World Identity Network plans to link blockchain with identity
04 August 2017 06:58 GMT

A global identity initiative launched last week is planning to link identity with blockchain technology.

The World Identity Network says it aims to leverage distributed ledger technology, better known as blockchain, to catalyze progress toward universal identification

The group, launched on Virgin Group founder Sir Richard Branson’s Necker Island on 28 July, says its key objective is to catalyze progress towards universal ID and robust, secure, digital identification systems using 21st century technology solutions, such as the distributed ledger technology (DLT).

“The use cases of blockchain and distributed ledger technologies are diverse, with stronger value-add in developing countries,” Mariana Dahan, a former World Bank official and driving force behind the Identification for Development agenda who will lead the World Identity Network initiative, told Devex. “Blockchain’s disintermediating potential is being tried out for land property titles, finance for small and medium-sized enterprises, e-governance, voting, and the big one, digital identity. Much of this has the potential to leapfrog billions of people into a new era — in parallel to the way that mobile phones helped them leapfrog over landlines.”

Dahan explained to Devex that while currency changes are the most widely known use case for blockchain technology, the topics discussed at the blockchain summit extended to global development.

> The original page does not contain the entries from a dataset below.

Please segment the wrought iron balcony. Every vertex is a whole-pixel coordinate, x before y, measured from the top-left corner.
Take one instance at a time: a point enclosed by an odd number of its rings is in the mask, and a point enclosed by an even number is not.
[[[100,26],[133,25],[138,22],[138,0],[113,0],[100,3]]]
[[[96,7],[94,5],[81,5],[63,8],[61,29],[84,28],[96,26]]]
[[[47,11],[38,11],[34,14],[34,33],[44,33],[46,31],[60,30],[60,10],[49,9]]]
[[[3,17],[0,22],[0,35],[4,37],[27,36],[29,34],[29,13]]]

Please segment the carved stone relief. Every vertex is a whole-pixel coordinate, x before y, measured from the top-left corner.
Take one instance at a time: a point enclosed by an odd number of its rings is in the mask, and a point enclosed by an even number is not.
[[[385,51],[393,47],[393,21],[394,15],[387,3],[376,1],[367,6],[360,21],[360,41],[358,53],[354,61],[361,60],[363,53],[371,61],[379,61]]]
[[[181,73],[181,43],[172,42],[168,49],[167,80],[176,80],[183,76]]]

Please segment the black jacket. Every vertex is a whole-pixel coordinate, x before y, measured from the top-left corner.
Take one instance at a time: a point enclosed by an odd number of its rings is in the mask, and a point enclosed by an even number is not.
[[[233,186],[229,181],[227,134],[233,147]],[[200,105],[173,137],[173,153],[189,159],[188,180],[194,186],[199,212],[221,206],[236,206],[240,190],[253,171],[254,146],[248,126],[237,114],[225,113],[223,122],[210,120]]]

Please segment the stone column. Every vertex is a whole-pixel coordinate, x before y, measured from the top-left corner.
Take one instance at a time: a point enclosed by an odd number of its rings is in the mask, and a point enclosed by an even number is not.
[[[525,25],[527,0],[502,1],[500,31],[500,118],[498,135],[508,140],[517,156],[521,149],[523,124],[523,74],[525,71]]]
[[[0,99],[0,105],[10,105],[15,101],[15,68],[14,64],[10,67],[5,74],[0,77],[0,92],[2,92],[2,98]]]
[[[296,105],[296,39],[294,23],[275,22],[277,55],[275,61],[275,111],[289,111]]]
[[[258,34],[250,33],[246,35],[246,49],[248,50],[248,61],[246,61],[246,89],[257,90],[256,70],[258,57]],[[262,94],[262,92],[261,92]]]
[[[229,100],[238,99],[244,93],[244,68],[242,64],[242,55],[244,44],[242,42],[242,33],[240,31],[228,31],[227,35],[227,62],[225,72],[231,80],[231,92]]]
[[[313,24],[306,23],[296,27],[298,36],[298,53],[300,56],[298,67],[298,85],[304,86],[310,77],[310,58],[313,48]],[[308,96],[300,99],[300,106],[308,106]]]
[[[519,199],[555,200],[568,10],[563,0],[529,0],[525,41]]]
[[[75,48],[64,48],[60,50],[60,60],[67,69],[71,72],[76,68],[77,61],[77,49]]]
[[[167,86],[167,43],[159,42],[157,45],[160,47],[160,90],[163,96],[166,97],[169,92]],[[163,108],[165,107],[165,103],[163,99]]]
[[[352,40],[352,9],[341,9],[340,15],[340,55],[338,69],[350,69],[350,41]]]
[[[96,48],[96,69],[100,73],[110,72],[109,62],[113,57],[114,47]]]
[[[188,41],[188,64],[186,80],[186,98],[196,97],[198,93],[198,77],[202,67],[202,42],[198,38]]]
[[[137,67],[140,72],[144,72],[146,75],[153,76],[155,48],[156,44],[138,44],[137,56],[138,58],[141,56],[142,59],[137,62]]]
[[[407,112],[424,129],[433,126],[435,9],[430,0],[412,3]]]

Blockchain is an unchangeable system of recordkeeping that is seeing a growing use well beyond financial transactions. Data is copied on multiple servers or computers and encrypted into blocks, which are then linked by hashes to previous blocks. This allows the system to reject any non-valid transactions. On a public blockchain, the data that is stored can be seen and verified by all parties, and because they know the data is unchangeable and verified by the system, they can transact directly and securely with a trusted system, replacing third-party intermediaries without the parties needing to trust each other.